Despite what you may hear from a very vocal celebrity wing of Twitter (seriously, Jim Carrey, just stop), vaccines don’t cause autism. But the true cause of the developmental disorder has yet to be determined. Many scientists tend to think there is a strong genetic basis, but the evidence hasn’t been definitive. Some new research out of Australia, however, sheds some more light on which genes are implicated, and what role they play.
In what’s being touted as a first-of-its-kind study, neuroscientists and geneticists from the University of New South Wales in Sydney say they’ve identified a link between mutations in certain gene segments and symptoms of autism. The researchers pinpointed more than 100 chunks of DNA known as enhancers, which control gene activity in the brain.
Trying to find the right mutations that lead to disease is no easy task. More than 95 percent of the DNA in the human body doesn’t code for any proteins, so there’s no discernible role for them in causing brain disorders. Some of this junk, however, does play a role as enhancers — which are essentially able to turn the coding genes off and on. This is crucial, since certain proteins are necessary for some parts and processes of the body, but useless (and potentially dangerous) elsewhere.
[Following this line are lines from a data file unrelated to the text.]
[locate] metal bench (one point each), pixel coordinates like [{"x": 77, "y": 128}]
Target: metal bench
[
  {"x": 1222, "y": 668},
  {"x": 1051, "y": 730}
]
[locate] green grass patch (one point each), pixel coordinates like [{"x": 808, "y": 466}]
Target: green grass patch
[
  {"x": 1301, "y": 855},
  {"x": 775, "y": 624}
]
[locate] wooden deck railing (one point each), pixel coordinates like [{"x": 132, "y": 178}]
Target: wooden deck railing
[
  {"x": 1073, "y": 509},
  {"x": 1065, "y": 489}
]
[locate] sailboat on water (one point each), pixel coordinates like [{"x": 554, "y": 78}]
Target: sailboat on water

In a lengthy process involving gene activity maps and testing on brain tissue, the researchers found which enhancers were more active in the brain than in other tissues. After seeing which enhancers were more active and comparing them to mutations that were already known to lead to other brain disorders — they found a positive correlation between certain mutations and autism.
These findings suggest that enhancers play a role in progression of the disorder.
The researchers don’t know how these enhancer mutations occur, or exactly how the effects can be reversed. But the results are yet another step in an increasingly mounting pile of data that links autism to genes — and not vaccinations or other crazy theories. It’s unclear how much Jenny McCarthy and her ilk will be persuaded, but hey — one can hope!